Modern bir şehirleşmenin yanında insana verilen değer önemlidir, yaşanılabilir, engelsiz ve erişilebilir modern kentleşmelerde insanların yaşam alanlarına müdahale edilmeyen, engel konulmayan her yerde yaşam kalitesi artar.
Araç trafiğinin çok yoğun olduğu bir şehirde yayalara, engellilere verilen değer sosyo-ekonomik olarak da gelişmişliğin bir kanıtıdır.
Şehirleşme sadece nüfus artışı değildir. İnsan için insanla kalkınma mümkündür, o halde insana verilen değer bir yerleşim yerindeki yapılaşma ile de ilgilidir.
Şehir nüfusu ve araç trafiğinin artması araçlar ile yayalar arasında adeta bir köşe kapmaca oyununa sahne olabilmektedir.
Trafik ışıklarının olmadığı yerlerde geçiş üstünlüğünün yayalara ait olduğu nedense bir türlü benimsenememiştir.
Yayaların kullanımı için yapılan yaya kaldırımları şehirleşme adına yeterli değildir.

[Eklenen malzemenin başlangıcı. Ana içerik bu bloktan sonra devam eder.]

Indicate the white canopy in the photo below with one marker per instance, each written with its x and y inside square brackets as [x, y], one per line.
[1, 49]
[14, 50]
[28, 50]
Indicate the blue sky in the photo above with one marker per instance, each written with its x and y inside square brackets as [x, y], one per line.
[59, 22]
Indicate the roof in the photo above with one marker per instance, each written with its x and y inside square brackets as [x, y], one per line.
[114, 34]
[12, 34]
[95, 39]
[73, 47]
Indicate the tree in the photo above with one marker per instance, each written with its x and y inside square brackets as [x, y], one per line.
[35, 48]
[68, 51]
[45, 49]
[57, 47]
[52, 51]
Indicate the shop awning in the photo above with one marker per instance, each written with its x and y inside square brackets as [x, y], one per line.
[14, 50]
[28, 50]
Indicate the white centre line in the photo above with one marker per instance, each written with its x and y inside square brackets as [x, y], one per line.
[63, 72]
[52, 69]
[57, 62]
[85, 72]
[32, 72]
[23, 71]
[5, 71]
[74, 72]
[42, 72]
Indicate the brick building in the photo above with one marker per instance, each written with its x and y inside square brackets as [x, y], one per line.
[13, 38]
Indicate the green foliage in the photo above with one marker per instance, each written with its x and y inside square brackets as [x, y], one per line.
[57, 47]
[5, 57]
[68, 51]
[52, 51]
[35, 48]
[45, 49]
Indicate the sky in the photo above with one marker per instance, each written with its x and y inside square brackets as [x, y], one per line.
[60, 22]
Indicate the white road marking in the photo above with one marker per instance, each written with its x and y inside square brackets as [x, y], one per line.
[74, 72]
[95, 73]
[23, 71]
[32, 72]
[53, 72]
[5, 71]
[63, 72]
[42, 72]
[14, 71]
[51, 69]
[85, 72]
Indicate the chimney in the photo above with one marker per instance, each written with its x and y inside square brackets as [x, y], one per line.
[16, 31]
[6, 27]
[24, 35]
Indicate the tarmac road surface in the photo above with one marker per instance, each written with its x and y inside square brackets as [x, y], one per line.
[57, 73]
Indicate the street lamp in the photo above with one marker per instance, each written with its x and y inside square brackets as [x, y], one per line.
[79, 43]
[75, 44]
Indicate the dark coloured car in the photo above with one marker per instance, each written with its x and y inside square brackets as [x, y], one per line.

Yaya haklarına göre, yaya kaldırımları nasıl olmalıdır;
Yaya kaldırımında yayaların emniyetle yürümesine engel olacak çiçeklik, taş veya demir gibi her türlü engellerle, elektrik direği, trafik işaret direği, ilan levhaları ağaç ve benzeri elemanlar bulunmamalıdır.
Yaya kaldırımının genişliği, kullanma yoğunluğu ile yol sınıfına ve grubuna göre boyutlandırılır.
Bütün yerleşim alanlarında, motorlu taşıtlar tarafından taciz edilmeden, herhangi bir fiziki ve sosyal engel ile karşılaşmadan, yaya olarak bir yerden bir yere ulaşmak gezmek, dolaşmak, yaya haklarının temelini oluşturur.
Yayaların da taşıt trafiği olan yerlerde geçişlerini trafik lambalarının veya yaya çizgilerinin olduğu yerlerden yapmaları gerekmektedir.
Bu maddeler tabiki sadece bunlarla sınırlı değil, Salı, Çarşamba ve Cumartesi şehir içinde pazarların kurulması ile sokaklar ve mahalle aralarında tam bir trafik keşmekeşi oluşuyor, halbuki konut bölgesi olan mahallelerin sokaklarında motorlu taşıt trafiği kısıtlandırılır bizde ise her sokak arası otopark.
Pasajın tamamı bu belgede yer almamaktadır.